Я концентрируюсь. Рискованное, неизмеримое усилие.
— Газ…
— М-да, — допускает и подпускает Берюрье. — Газок есть!
Он смеется, несмотря… ни на что.
— У меня был приятель, которого звали Пылгас. Каждый раз, когда он завалил какую-нибудь Луизу, я ему говорил: «Ну что, Пылгас, был газ?» Я всегда любил игру ума. Я же француз, а что! Нас не переделаешь. Французом ты рожден, французом ты остаешься! Так ты пришел к нам присоединиться или эта вонючая шкура селедки притащила тебя?

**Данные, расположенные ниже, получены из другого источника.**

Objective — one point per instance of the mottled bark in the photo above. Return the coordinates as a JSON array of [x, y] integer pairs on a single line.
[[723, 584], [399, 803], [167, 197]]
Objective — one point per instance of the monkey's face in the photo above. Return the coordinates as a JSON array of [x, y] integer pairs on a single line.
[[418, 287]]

— Он… гр… бри… псфт…, — отвечаю я.
— Да, он тот еще сукин сын, — подтверждает Берюрье. — Если бы я прислушался к самому себе, я бы придавил его еще в ванной. С этим народом промедли десять минут — и пролетел. Они сущие дьяволы.

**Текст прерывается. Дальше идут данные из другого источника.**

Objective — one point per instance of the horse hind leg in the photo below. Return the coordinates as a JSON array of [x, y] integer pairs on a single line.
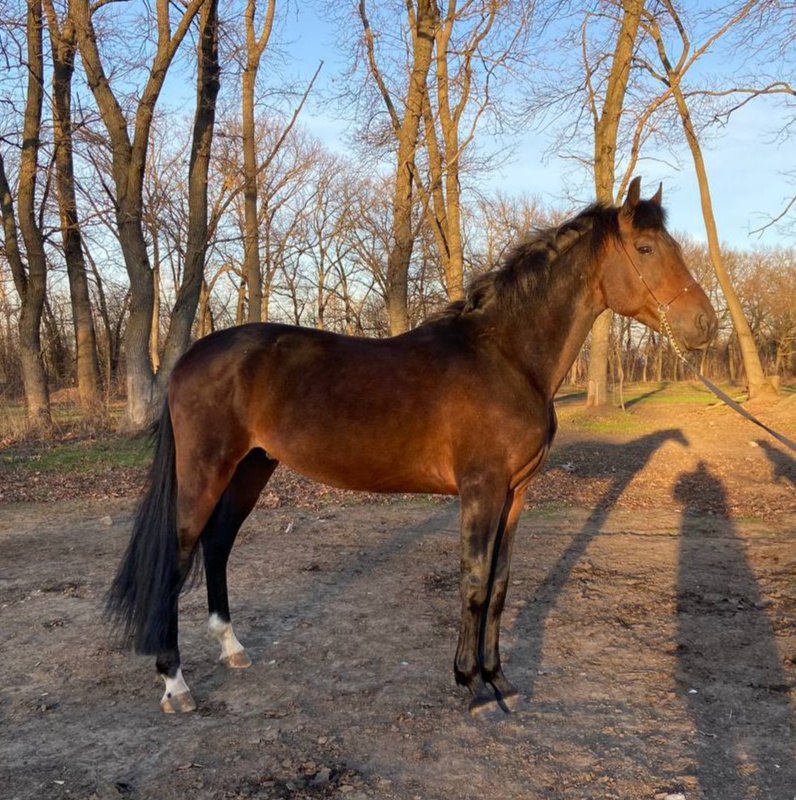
[[506, 694], [489, 520], [218, 537]]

— Я… вррм… шплфс… — начинаю я.
— И еще как! — вторит Безапелляционный. — Как это случилось, я никогда не пойму. Надеюсь, эти пертурбации не обеспокоили Мари-Мари.
— Где… длашшш… стрмкффф…? — силюсь я.
— Думаю, спит и слышит во сне канареек, — успокаивает Толстяк.
Он идет в смежную, равно как и пограничную, комнату. Там испускает крик китообразного, подвергшегося кесареву сечению без анестезии, и возвращается обратно с блудящим взором (как говорят овернцы, когда хотят сказать с «блуждающим»).
— Ее там нет! Исчезла! — театралит Берю.
«О, дерьмо, стервец, — говорю я себе (очень невежливо, но неважно, черт, ведь я разговариваю про себя), для чего все средства хороши. Нечестная игра. Я прибью его. Он был прав, Маэстро: в нашем ремесле никогда нельзя слушать голос совести». Перспектива киднапинга Мари — Мари вливает в меня необходимую энергию. Преодолевая слабость, головокружение и другие последствия, я выпрямляюсь. Ковыляю до ванной, чтобы оклематься.